Sticky Date Pudding is one of my favourite desserts of all time. I first tried Sticky Date when we moved to Griffith, NSW. Griffith has the best food and wine around, and we were spoilt for choice. On one of my mum’s visits she insisted Mr8 (then only Mr3) and I go out for coffee, and because we were young parents of a baby living in a new place with no babysitters, we quickly took her up on her offer and found ourselves a lovely little coffee shop with the most amazing desserts cabinet. At first I was disappointed when Mr8 told me he had ordered us the Sticky Date Pudding, it sounded stodgy and old fashioned, but when I tasted it, it was amazing and I knew I had to find myself a recipe for those times that we couldn’t pick up and go out to a coffee shop alone. And the sauce, I love it absolutely smothered in this sauce. I used to think Sticky Date was a time-consuming, sure to dry up and fail recipe, but I found this one in an old Australian Women’s Weekly Cookbook, and it’s fool-proof. In fact, I have shared it with heaps of friends who were expecting company and complained that they couldn’t cook, and they all came back singing my praises as if I had made it up myself.
Sticky Date Pudding
200g dates, pitted and chopped
1 cup water
1 teaspoon bicarbonate of soda
2/3 cup caster sugar (fine white sugar, or just use normal white sugar, I don’t think it really matters)
2 eggs, lightly beaten
1 teaspoon vanilla essence
1 1/2 cups self-raising flour
1 cup soft brown sugar
1/2 cup cream
1. Preheat oven to 180C. Brush a 20cm square cake tin with oil or melted butter (I use a round spring-form cake tin). Line base with baking paper.
2. Combine the dates and water in a small pan. Bring to the boil; remove from heat. Stir in the bicarbonate of soda; set aside to cool to room temperature.
3. Using electric beaters (or muscle power), beat butter and sugar in a small bowl until light and creamy. Add eggs gradually, beating thoroughly after each addition. Add the essence; beat until combined. Transfer to a large bowl.

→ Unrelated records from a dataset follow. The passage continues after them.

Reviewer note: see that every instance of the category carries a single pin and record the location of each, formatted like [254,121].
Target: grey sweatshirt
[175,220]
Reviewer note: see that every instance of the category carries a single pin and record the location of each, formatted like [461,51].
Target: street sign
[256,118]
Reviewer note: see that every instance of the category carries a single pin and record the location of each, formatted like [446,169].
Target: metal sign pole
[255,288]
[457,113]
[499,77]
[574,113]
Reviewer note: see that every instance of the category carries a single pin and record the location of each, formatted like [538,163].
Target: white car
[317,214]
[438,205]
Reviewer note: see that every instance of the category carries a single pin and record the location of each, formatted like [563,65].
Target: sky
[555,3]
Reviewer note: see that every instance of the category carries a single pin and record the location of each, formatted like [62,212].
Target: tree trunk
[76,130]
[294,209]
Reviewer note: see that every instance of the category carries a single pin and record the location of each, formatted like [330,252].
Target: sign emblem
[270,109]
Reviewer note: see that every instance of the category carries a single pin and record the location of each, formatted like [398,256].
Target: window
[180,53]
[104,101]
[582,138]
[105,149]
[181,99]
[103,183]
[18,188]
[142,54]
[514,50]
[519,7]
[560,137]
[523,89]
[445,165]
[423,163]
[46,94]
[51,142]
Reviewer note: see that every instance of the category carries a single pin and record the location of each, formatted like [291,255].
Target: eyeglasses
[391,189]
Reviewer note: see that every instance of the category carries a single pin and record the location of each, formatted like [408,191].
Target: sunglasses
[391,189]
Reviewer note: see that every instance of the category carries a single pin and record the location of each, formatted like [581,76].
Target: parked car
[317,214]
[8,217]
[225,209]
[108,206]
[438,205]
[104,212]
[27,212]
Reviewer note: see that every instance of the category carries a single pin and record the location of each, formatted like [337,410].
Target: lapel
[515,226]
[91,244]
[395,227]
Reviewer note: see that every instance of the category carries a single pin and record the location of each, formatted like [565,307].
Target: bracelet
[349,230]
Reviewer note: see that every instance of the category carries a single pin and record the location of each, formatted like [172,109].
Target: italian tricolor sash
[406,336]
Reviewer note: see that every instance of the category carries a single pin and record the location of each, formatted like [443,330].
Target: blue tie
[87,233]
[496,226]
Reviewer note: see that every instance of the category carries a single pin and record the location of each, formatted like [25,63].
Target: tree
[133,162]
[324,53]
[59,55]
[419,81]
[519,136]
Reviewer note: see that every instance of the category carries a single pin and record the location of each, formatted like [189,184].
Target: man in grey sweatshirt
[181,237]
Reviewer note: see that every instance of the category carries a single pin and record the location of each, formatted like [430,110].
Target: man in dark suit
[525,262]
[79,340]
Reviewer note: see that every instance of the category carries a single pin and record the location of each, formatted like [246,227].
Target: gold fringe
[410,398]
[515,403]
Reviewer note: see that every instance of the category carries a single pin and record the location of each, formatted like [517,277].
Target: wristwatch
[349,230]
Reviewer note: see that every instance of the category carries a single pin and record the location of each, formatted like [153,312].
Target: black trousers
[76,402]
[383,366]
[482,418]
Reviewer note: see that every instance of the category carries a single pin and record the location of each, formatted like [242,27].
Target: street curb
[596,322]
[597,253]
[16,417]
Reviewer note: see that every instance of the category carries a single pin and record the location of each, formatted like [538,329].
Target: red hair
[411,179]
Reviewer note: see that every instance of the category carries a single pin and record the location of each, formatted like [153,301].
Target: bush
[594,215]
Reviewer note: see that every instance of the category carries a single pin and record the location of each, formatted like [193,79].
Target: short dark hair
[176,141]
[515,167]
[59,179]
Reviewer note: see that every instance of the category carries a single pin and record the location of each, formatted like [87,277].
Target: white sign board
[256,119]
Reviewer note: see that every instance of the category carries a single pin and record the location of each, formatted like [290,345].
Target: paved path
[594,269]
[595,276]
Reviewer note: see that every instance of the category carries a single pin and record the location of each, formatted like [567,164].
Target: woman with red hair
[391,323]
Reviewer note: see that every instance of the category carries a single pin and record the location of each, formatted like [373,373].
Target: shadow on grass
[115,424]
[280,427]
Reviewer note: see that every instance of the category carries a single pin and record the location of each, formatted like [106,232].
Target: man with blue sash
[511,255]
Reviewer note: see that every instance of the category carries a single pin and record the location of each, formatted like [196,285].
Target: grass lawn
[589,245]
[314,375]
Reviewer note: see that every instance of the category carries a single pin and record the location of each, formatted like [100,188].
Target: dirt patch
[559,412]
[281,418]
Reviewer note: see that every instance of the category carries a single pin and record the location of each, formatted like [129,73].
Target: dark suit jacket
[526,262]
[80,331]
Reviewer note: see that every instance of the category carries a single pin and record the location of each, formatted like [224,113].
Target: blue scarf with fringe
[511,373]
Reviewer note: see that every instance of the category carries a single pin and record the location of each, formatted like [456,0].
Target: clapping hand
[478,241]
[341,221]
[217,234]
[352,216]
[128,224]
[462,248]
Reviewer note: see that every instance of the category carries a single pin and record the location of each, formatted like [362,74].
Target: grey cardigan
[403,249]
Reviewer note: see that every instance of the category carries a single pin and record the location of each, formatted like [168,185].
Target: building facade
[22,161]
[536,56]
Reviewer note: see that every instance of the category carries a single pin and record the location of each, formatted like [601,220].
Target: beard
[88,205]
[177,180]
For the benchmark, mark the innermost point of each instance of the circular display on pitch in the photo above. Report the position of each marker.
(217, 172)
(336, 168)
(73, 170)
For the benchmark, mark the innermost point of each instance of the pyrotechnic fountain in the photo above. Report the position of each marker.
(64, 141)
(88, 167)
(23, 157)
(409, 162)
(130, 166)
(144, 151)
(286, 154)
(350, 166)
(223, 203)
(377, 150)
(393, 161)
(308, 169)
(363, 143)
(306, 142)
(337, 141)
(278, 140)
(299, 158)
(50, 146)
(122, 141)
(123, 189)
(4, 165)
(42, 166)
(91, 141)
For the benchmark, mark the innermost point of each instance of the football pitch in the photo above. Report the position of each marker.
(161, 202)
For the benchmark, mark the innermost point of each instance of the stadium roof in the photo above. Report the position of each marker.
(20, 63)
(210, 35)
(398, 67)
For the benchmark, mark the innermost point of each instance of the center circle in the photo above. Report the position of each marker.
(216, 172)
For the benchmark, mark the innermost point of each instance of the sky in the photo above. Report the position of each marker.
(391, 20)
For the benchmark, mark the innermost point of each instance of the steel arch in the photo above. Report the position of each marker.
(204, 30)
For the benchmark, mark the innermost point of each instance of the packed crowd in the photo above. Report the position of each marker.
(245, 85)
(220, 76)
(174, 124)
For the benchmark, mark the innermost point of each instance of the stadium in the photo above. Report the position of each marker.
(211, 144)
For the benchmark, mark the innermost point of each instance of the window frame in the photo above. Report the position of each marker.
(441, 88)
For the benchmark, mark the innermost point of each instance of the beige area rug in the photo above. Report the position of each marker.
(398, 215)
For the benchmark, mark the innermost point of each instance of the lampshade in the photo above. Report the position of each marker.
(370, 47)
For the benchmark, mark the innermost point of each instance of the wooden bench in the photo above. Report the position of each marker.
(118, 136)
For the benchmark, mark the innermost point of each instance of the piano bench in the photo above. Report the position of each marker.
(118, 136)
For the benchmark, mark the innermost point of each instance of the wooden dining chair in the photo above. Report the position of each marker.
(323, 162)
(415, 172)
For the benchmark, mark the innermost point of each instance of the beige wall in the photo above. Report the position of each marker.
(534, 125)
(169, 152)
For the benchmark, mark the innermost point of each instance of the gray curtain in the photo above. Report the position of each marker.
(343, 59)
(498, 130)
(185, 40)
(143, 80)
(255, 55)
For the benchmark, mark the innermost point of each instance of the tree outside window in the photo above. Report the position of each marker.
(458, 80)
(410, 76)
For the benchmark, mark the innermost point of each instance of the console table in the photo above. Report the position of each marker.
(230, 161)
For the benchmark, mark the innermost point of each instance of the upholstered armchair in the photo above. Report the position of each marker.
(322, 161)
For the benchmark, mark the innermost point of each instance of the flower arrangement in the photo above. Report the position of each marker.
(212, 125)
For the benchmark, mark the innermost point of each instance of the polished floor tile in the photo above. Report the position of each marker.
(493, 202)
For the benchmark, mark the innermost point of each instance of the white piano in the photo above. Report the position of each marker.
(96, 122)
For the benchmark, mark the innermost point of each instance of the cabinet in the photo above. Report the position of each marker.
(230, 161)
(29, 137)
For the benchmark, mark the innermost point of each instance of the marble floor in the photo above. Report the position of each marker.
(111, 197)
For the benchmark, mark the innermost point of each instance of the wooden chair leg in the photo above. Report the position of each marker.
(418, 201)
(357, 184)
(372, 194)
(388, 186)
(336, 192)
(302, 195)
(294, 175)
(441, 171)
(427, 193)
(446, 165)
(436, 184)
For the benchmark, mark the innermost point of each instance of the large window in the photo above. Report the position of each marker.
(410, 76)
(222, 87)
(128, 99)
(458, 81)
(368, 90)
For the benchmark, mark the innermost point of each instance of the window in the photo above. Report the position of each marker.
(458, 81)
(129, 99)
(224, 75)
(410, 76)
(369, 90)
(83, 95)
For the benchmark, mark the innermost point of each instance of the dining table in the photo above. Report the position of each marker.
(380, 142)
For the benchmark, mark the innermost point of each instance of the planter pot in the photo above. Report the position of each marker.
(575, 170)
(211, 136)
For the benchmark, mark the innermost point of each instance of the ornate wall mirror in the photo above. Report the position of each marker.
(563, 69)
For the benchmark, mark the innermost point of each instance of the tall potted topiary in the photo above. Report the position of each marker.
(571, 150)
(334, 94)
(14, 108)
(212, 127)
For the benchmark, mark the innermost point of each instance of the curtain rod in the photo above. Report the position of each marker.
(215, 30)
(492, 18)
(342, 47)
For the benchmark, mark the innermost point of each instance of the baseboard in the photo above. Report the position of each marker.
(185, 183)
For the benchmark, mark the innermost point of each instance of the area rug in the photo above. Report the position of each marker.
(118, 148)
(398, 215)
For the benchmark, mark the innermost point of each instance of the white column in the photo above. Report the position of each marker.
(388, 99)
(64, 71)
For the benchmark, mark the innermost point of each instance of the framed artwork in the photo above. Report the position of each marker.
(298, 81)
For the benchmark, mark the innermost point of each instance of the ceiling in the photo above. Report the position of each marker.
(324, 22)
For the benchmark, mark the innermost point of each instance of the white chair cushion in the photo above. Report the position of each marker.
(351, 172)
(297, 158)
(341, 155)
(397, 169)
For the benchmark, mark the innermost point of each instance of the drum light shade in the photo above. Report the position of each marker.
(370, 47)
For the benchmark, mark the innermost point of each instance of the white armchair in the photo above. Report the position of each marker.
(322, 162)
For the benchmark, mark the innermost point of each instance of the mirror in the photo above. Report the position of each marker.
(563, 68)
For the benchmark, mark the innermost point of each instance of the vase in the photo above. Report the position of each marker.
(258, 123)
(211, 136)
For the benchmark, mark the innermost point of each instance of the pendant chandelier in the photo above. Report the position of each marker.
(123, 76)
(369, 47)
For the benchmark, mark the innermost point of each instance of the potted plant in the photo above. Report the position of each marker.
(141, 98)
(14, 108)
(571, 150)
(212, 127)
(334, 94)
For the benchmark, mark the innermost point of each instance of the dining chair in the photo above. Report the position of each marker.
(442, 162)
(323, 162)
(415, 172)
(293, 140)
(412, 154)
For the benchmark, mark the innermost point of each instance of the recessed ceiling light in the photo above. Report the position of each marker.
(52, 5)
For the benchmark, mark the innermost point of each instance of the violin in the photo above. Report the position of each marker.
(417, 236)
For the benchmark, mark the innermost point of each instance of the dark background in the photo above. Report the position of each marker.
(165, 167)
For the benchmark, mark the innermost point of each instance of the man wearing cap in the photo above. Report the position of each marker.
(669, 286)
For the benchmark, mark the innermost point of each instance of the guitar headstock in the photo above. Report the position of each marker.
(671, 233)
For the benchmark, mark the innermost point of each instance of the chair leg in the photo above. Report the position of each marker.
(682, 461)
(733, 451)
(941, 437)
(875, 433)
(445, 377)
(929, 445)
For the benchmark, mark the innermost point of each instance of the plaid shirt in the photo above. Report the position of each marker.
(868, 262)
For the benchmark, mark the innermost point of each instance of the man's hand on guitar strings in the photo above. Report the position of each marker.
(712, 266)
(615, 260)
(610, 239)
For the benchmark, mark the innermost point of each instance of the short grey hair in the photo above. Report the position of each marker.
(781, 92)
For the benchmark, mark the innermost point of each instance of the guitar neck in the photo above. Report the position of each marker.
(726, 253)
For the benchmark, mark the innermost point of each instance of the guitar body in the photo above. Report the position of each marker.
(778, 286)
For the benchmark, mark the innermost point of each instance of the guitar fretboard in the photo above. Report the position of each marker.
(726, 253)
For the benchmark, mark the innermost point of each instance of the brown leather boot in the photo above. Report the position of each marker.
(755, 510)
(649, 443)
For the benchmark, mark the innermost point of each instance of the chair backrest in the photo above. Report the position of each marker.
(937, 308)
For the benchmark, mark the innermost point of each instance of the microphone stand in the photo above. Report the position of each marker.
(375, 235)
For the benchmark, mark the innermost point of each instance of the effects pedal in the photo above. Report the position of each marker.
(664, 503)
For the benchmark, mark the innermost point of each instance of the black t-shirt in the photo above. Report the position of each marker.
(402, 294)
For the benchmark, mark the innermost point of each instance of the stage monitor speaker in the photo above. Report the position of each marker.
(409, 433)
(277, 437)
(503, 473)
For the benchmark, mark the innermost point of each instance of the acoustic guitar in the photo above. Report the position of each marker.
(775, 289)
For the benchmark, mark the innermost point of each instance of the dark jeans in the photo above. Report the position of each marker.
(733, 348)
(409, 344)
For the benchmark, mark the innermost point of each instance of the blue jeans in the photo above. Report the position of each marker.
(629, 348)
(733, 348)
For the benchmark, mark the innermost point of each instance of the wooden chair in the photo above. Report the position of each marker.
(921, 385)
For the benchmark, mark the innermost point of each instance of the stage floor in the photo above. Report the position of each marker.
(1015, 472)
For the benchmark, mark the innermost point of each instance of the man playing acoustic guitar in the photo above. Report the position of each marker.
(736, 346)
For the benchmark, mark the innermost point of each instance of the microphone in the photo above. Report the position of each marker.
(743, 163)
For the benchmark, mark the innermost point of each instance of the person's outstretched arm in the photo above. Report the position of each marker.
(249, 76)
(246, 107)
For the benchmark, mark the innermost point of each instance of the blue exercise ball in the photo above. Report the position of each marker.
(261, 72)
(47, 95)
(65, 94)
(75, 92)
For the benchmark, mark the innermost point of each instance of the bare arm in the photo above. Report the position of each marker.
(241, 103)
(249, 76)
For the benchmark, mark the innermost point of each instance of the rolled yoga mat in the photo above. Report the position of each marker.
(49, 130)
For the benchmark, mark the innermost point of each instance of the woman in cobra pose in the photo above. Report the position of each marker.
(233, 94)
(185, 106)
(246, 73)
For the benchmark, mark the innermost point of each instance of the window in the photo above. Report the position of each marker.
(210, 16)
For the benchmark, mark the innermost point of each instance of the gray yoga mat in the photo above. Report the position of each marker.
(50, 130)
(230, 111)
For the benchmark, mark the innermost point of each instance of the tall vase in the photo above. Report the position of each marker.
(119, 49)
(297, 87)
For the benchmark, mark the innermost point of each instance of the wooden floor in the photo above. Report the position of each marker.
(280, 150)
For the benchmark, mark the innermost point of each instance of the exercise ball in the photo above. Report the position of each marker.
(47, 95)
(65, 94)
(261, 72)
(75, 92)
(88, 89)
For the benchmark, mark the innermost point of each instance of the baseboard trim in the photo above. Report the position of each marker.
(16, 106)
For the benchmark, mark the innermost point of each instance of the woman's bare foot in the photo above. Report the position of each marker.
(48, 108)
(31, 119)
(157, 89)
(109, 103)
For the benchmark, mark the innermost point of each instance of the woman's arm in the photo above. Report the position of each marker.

4. Using a metal spoon, fold in flour and dates with the liquid and stir until just combined – do not ~ overbeat. Pour into tin; bake 50 minutes, until a skewer comes out clean when inserted into centre. Leave in the tin for 10 minutes before turning out and cutting.
5. To make sauce: Combine sugar, cream and butter in a small pan; stir until butter melts and sugar dissolves. Bring to the boil, reduce heat and simmer for 2 minutes.
6. Serve pudding smothered in sauce with vanilla ice-cream on the side.
P.S: I like to place a tray of water in the bottom of my oven. It’s supposed to prevent your cakes from drying and cracking.